Morning Report Questions 

Q: How did lecanemab compare with placebo in the trial by van Dyck et al.?

A: The primary efficacy end point was the change in the score on the Clinical Dementia Rating (CDR)-Sum of Boxes (CDR-SB) from baseline at 18 months. The CDR-SB score is a validated outcome measure used in clinical trials of Alzheimer’s disease that is obtained by interviewing patients and their care partners and captures cognition and function. The mean CDR-SB score at baseline was approximately 3.2 in both the lecanemab and placebo groups, findings consistent with early Alzheimer’s disease (score of 0.5 to 6). The adjusted mean change from baseline at 18 months in the CDR-SB score was 1.21 in the lecanemab group and 1.66 in the placebo group (difference, ₋0.45; 95% confidence interval [CI], ₋0.67 to ₋0.23; P<0.001). Note that a definition of clinically meaningful effects in the primary end point of the CDR-SB score has not been established. Results for secondary clinical end points were in the same direction as those for the primary end point.

Q: How common were amyloid-related imaging abnormalities (ARIA) among patients who received lecanemab?
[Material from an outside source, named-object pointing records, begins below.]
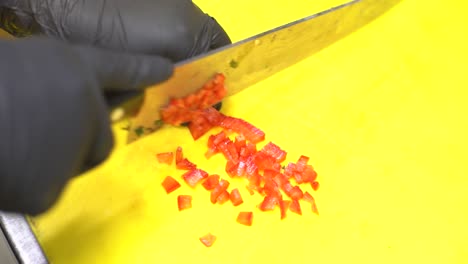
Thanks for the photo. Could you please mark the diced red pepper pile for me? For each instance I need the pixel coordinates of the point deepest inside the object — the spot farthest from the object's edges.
(238, 142)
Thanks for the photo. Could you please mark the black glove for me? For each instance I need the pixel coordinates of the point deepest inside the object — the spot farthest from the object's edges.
(54, 116)
(176, 29)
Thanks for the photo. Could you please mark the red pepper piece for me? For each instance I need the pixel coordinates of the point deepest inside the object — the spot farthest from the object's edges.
(211, 182)
(170, 184)
(240, 126)
(295, 207)
(184, 202)
(296, 193)
(315, 185)
(223, 197)
(245, 218)
(165, 157)
(208, 240)
(274, 151)
(284, 206)
(266, 162)
(194, 176)
(228, 148)
(218, 190)
(185, 164)
(179, 154)
(236, 197)
(199, 126)
(269, 203)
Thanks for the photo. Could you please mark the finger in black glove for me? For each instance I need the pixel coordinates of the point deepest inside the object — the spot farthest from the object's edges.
(176, 29)
(54, 117)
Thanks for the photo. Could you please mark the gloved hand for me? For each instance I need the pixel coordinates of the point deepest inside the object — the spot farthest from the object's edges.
(176, 29)
(54, 116)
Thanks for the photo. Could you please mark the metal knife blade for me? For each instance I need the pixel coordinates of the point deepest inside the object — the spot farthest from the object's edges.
(254, 59)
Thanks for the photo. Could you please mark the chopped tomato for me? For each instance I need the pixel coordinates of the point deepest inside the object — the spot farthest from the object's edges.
(266, 162)
(181, 110)
(179, 154)
(244, 128)
(165, 157)
(208, 239)
(269, 203)
(271, 188)
(287, 188)
(308, 197)
(245, 218)
(185, 164)
(184, 202)
(228, 148)
(240, 143)
(211, 182)
(223, 197)
(194, 176)
(236, 197)
(170, 184)
(199, 126)
(218, 190)
(284, 206)
(295, 207)
(315, 185)
(274, 151)
(296, 193)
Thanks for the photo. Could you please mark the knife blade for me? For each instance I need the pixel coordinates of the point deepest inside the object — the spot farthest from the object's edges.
(249, 61)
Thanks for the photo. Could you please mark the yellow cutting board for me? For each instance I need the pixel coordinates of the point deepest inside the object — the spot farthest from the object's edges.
(383, 116)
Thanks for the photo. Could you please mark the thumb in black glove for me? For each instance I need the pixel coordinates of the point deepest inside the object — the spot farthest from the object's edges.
(176, 29)
(54, 117)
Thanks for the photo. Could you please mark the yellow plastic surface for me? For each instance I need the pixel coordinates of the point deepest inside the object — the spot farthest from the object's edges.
(383, 116)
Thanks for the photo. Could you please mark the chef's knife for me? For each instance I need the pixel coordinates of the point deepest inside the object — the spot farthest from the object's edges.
(249, 61)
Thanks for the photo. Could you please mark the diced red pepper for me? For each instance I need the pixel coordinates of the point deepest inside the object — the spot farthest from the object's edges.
(284, 206)
(245, 218)
(236, 197)
(250, 166)
(240, 143)
(296, 193)
(165, 157)
(218, 190)
(184, 202)
(287, 188)
(211, 182)
(295, 207)
(266, 162)
(179, 154)
(269, 203)
(208, 239)
(271, 188)
(240, 126)
(199, 126)
(182, 110)
(315, 185)
(170, 184)
(228, 148)
(223, 197)
(185, 164)
(290, 169)
(310, 199)
(274, 151)
(194, 176)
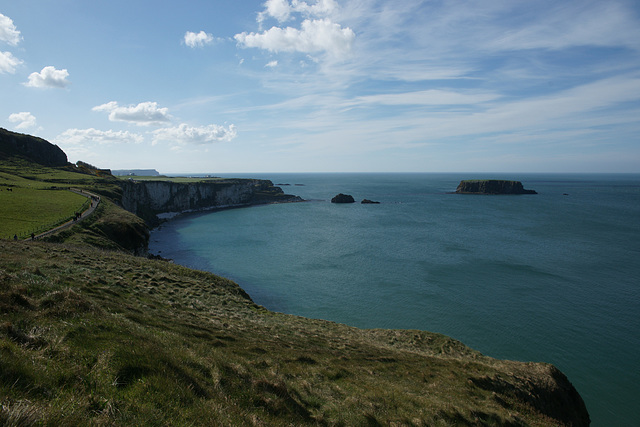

A: The most common adverse events (affecting >10% of the participants) in the lecanemab group were infusion-related reactions (26.4% with lecanemab and 7.4% with placebo); ARIA with cerebral microhemorrhages, cerebral macrohemorrhages, or superficial siderosis (ARIA-H; 17.3% with lecanemab and 9.0% with placebo); and ARIA with edema or effusions (ARIA-E; 12.6% with lecanemab and 1.7% with placebo). Events of ARIA-E with lecanemab were mostly asymptomatic (78%), occurred during the first 3 months of the treatment period (71%), and resolved within 4 months after detection (81%). Longer trials are warranted to determine the efficacy and safety of lecanemab in early Alzheimer’s disease.